A notable structural feature of the bonds is the inclusion of a non-viability clause. Under this requirement, the bonds would convert into ordinary voting shares if triggered by the Central Bank of Sri Lanka’s Governing Board. Such clauses are a standard component of Basel III instruments globally and ensure that banks have predefined mechanisms to absorb losses in periods of distress. While the presence of this clause increases investor risk relative to senior debt, it also reflects evolving global standards for financial sector resilience.

Fitch based its expected rating on DFCC Bank’s existing National Long-Term Rating of ‘A(lka)/Stable’, assigning the subordinated bonds two notches below this anchor. This notching reflects the typical loss-severity expectations associated with subordinated debt, where recovery prospects are lower compared to senior obligations. Fitch also noted that the proposed notes do not contain going-concern loss-absorption features, meaning no additional notching for this risk category is required.

The rating agency reaffirmed that DFCC’s National Long-Term Rating remains an accurate reflection of the institution’s standalone credit strength. This rating considers the bank’s risk profile, asset quality, capital adequacy and competitive position within the domestic banking landscape. Fitch most recently reviewed DFCC’s ratings, with no action taken, on 8 September 2025. The agency has recalibrated several Sri Lankan bank ratings in recent years to reflect shifts in the broader financial system.

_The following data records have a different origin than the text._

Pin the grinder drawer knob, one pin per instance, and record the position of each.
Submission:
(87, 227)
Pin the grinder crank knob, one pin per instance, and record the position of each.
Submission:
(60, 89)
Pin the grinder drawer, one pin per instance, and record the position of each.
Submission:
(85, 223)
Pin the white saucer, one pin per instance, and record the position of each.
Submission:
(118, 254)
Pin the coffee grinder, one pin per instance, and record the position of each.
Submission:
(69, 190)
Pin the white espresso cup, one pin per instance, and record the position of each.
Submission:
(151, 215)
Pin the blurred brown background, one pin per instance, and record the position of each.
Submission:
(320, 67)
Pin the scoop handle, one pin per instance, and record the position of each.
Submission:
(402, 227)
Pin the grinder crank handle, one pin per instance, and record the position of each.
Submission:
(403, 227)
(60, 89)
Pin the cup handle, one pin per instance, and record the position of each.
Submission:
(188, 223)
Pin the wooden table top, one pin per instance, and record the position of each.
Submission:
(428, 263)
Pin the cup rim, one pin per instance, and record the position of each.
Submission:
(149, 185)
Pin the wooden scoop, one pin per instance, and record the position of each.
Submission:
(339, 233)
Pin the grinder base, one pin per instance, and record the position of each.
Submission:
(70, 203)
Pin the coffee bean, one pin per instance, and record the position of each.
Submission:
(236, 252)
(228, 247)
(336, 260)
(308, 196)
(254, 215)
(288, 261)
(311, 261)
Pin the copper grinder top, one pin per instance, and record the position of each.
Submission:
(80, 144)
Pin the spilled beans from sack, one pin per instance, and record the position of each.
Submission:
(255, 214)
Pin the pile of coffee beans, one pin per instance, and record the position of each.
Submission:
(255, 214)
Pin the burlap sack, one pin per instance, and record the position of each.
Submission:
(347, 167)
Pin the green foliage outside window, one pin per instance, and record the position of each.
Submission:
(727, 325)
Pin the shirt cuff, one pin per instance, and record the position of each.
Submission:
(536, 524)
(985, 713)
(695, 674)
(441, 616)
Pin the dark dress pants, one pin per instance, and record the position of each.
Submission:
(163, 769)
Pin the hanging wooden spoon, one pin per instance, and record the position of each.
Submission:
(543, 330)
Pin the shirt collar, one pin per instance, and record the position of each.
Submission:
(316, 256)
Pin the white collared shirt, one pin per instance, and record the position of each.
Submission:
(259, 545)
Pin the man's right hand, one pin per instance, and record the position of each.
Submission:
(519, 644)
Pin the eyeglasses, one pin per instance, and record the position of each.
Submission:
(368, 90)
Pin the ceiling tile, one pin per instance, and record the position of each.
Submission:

As with any expected rating, the final assessment will depend on Fitch receiving final documentation that aligns with what has already been reviewed. Should the bank’s broader National Long-Term Rating be upgraded or downgraded in the future, the green bond’s rating would adjust accordingly. A downgrade would reflect heightened risk or deterioration in DFCC’s financial position, while an upgrade would signal improved stability and performance.

This issuance marks a critical milestone for Sri Lanka’s sustainable financing movement, which has steadily grown over the past few years. As global investors increasingly prioritise environmental, social and governance (ESG) standards, banks are expanding their portfolios to include green and socially oriented instruments. DFCC Bank has positioned itself at the forefront of this transition, previously engaging in renewable energy and socially-focused lending initiatives. The new green bond reinforces this trajectory, providing a financial mechanism to scale up support for impactful projects.

For the market, Fitch’s ‘BBB+’ expected rating offers reassurance about the bank’s capacity to meet its obligations under the new instrument. While subordinated debt naturally carries higher risk than senior credit, the rating indicates sufficient stability and a balanced risk profile. Investors who prioritise sustainability will likely view this issuance as an opportunity to participate in a growing segment of the financial market while supporting long-term national development aims.

Overall, the DFCC Bank green bond represents a blend of financial strengthening and sustainable ambition. If finalised, it will support the bank’s regulatory capital needs, enable environmentally aligned lending, and further embed Sri Lanka into global ESG-aligned capital markets. The Fitch assessment also signals that even amid a challenging economic environment, credible institutions continue to pursue innovative financing instruments that reflect modern banking priorities.